The percentage of 14-17 year-olds both smoking and vaping has increased from 0.3 per cent to 4.4 per cent in four years. The earlier a person starts experimenting with cigarettes, the more likely they are to become a regular, long-term user.

This is the first time we’ve seen a rise in teen smoking since the early-to-mid 1990s, and let’s not forget, cigarettes kill up to two in three long-term smokers.

In Tasmania, the State Government’s Tobacco Control Plan Progress Report 2021, revealed that in 2017 as high as 4 per cent of young people aged 12 – 15 years smoked and 8 per cent of those aged 16 – 17 years smoked.

We still have the second highest rate of smoking in the country, contributing to an annual smoking-related death rate of 500 people.
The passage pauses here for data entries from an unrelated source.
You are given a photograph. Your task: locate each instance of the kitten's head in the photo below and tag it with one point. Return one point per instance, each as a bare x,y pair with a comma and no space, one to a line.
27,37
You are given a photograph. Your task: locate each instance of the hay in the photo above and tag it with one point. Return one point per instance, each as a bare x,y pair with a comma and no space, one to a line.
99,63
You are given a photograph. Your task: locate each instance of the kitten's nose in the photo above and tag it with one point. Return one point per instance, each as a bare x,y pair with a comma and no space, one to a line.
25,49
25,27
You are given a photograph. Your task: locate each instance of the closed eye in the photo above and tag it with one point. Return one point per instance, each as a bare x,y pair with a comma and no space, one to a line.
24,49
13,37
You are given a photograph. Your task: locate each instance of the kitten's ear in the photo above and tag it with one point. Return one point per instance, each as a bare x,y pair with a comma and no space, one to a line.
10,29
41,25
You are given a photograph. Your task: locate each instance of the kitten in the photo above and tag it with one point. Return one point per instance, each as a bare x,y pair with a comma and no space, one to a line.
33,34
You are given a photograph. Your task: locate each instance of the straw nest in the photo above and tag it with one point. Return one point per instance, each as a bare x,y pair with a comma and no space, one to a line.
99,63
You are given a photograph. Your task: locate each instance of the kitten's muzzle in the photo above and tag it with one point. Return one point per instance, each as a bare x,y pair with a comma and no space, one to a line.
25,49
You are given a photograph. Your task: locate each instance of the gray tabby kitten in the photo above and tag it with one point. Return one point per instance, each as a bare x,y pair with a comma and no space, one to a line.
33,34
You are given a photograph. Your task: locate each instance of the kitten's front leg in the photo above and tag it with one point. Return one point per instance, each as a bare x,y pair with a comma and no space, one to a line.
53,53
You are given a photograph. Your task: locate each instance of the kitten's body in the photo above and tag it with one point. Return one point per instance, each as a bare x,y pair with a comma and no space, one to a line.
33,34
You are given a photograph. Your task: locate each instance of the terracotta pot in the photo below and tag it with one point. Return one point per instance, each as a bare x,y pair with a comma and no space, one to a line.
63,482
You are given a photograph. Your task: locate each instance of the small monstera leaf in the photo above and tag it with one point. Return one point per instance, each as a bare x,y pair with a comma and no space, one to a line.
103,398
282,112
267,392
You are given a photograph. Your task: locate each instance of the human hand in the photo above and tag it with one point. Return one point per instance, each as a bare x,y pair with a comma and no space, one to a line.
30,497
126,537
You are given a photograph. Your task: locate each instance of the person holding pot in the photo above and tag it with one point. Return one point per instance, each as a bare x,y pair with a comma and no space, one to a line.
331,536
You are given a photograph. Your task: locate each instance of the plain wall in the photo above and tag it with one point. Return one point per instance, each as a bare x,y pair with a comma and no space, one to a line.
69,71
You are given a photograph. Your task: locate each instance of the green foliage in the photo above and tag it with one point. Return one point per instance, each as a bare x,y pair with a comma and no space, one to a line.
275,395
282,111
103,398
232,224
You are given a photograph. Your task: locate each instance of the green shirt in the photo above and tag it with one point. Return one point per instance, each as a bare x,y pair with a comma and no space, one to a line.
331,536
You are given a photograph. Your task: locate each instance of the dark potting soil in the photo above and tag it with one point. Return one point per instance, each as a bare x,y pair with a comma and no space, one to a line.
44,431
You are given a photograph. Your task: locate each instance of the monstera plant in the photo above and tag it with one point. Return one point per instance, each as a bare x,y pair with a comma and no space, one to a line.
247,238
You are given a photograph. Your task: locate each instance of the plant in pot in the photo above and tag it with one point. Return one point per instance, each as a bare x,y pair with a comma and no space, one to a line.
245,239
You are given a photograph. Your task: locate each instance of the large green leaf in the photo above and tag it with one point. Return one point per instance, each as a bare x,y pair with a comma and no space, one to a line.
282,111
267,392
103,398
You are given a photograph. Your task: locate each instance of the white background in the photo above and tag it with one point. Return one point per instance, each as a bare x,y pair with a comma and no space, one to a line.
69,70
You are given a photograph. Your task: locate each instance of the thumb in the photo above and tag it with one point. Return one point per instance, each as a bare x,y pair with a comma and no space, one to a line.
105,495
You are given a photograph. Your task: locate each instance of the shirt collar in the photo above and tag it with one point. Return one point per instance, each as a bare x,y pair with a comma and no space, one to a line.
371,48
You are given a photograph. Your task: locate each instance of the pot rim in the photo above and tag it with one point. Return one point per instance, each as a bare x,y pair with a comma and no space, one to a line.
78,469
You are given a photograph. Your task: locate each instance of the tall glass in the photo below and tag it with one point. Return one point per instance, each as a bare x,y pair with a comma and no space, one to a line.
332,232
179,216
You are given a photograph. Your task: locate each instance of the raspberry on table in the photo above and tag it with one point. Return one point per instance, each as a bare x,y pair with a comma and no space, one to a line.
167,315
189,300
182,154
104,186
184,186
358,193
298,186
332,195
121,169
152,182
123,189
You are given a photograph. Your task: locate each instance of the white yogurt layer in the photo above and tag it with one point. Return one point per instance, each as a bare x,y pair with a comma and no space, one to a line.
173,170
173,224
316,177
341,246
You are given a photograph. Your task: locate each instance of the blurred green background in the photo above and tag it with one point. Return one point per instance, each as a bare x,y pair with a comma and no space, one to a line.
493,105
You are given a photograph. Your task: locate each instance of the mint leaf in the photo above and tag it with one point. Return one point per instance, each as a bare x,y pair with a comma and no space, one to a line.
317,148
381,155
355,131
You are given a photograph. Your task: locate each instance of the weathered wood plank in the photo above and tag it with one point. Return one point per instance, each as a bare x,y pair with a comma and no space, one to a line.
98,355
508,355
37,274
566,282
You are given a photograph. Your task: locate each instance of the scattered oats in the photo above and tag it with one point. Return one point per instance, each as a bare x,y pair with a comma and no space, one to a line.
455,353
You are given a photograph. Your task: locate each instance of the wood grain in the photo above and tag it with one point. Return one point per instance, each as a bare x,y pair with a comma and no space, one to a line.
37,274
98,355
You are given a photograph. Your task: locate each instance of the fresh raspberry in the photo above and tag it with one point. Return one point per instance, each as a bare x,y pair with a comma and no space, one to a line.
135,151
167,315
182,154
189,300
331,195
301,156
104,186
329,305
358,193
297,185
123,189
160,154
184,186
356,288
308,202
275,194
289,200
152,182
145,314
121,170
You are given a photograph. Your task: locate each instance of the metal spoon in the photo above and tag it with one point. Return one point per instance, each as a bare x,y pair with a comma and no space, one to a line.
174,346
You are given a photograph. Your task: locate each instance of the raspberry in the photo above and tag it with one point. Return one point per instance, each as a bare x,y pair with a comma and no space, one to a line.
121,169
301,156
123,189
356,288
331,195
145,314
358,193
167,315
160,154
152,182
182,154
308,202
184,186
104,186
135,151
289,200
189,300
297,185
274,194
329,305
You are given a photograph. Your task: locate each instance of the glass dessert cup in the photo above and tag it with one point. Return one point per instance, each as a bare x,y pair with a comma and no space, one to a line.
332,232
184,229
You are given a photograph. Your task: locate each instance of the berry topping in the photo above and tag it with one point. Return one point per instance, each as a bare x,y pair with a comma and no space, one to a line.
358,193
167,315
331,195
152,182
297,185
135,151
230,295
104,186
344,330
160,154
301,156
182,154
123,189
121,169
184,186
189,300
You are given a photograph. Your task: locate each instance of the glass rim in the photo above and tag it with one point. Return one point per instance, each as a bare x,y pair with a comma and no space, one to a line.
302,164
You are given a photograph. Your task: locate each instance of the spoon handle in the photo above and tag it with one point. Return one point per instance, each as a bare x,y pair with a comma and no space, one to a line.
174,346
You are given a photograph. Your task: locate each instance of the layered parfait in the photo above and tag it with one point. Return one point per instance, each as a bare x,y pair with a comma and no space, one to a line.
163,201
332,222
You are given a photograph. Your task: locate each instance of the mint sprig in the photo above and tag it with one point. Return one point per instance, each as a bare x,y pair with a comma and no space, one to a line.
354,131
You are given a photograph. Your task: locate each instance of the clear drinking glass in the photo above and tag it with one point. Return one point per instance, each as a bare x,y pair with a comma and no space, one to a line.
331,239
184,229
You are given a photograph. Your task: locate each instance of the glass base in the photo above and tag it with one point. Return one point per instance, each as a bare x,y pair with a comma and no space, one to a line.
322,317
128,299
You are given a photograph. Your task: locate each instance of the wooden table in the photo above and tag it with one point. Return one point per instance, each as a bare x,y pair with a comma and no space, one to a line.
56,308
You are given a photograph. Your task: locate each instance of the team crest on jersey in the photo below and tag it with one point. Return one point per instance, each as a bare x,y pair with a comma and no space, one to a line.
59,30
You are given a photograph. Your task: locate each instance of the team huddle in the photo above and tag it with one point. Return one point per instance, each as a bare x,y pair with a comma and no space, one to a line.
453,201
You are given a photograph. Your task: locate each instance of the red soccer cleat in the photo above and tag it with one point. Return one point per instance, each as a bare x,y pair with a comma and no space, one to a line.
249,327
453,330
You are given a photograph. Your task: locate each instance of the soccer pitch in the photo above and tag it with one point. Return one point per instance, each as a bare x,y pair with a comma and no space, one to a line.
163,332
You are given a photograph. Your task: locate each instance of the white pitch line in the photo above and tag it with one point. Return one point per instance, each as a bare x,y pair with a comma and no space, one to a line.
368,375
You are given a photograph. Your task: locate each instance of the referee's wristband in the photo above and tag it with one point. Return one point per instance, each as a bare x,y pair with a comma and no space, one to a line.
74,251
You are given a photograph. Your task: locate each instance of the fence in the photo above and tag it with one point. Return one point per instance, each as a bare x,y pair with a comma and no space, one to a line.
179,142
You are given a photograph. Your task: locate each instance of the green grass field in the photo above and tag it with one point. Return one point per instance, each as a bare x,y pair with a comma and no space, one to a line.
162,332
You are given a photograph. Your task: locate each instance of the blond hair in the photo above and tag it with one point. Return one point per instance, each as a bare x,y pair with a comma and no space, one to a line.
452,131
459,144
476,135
We also have the highest incidents of airways disease in Australia.

Soon, we will have a generation of young Tasmanians who vape, also poised to transition to cigarettes.
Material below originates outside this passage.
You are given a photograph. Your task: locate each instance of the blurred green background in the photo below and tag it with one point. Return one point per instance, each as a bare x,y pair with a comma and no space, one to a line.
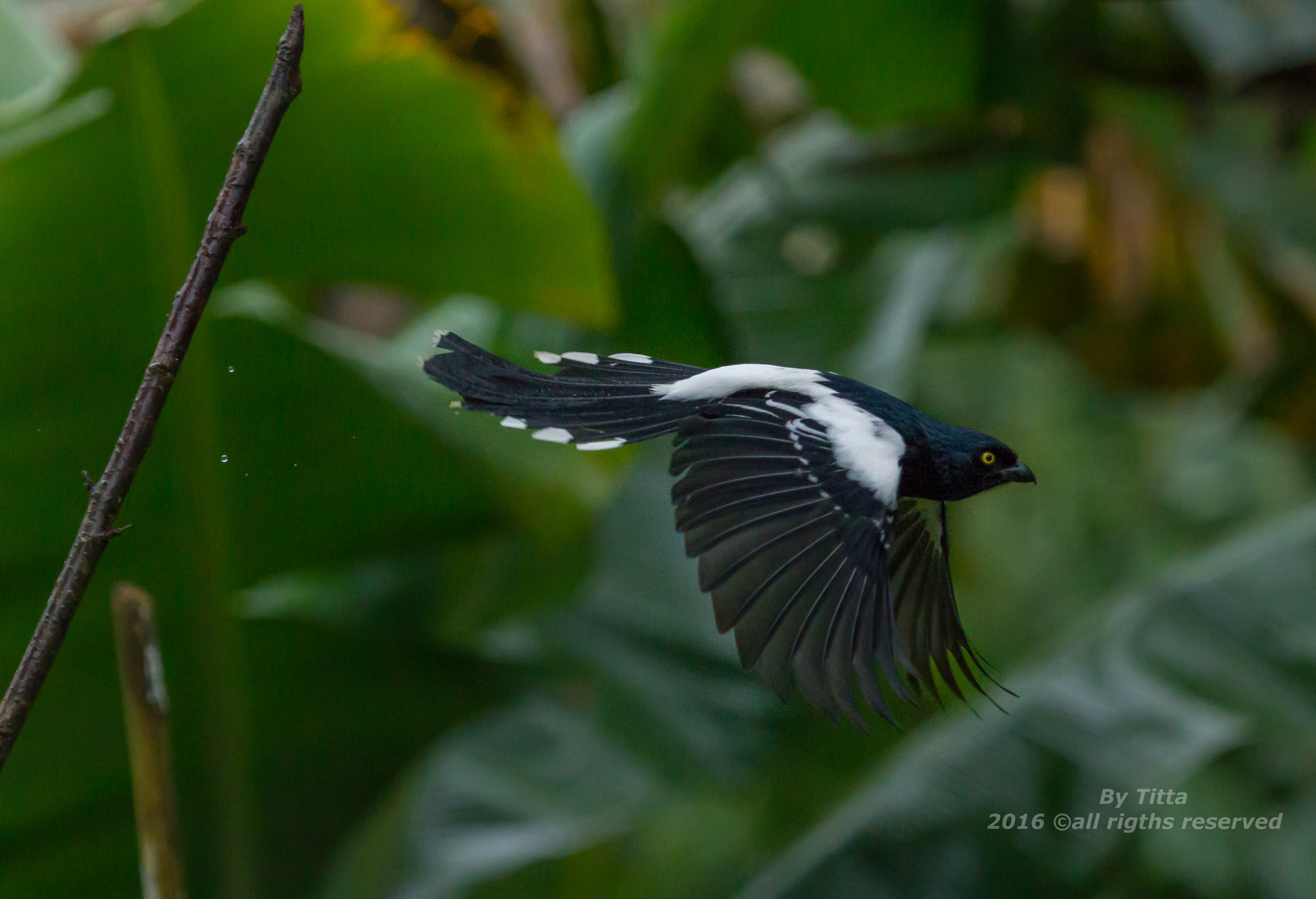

It is nothing more than a strategy by Big Tobacco that allows them to continue making billions of dollars at the expense of our children’s health.

Why on earth would we allow it?

Let’s not forget, tobacco is estimated to claim the lives of around 20,000 Australians every year – more than 50 people every day. This, paired with the recent rise in teen smoking, should be enough to make anyone shudder.

We are at a critical crossroads in our society, and we have a once-in-a-lifetime opportunity to protect our children from one of the biggest killers of our time. But we must act now before these addictive behaviours become even more entrenched.

Let’s look back in 40 years’ time and say we did the right thing, not lament that we chose to take the easy road and exposed our children to something that need never have been part of their lives.

If the Federal Government is serious about reclaiming its position as a world leader in tobacco control, it must go further than simply introducing measure to reduce smoking rates.

Looking closer to home, why can’t Tasmania lead the nation on taking action to eliminate smoking for the next generation? We know from experience that we are perfectly suited to piloting community change programs – we’ve done so successfully with major national initiatives, such as the introduction of a total indoor smoking ban in 2006, and the rollout of the National Disability Insurance Scheme in 2013.

Tasmania cannot afford to wait for the Federal Government to enact change. Action is needed now. Looking at other states and territories who are already leading the charge, we must not be left behind. It will be to the detriment of our young people and generations to come.

Paul Lupo is the CEO of Tasmanian not-for-profit health insurer St.LukesHealth.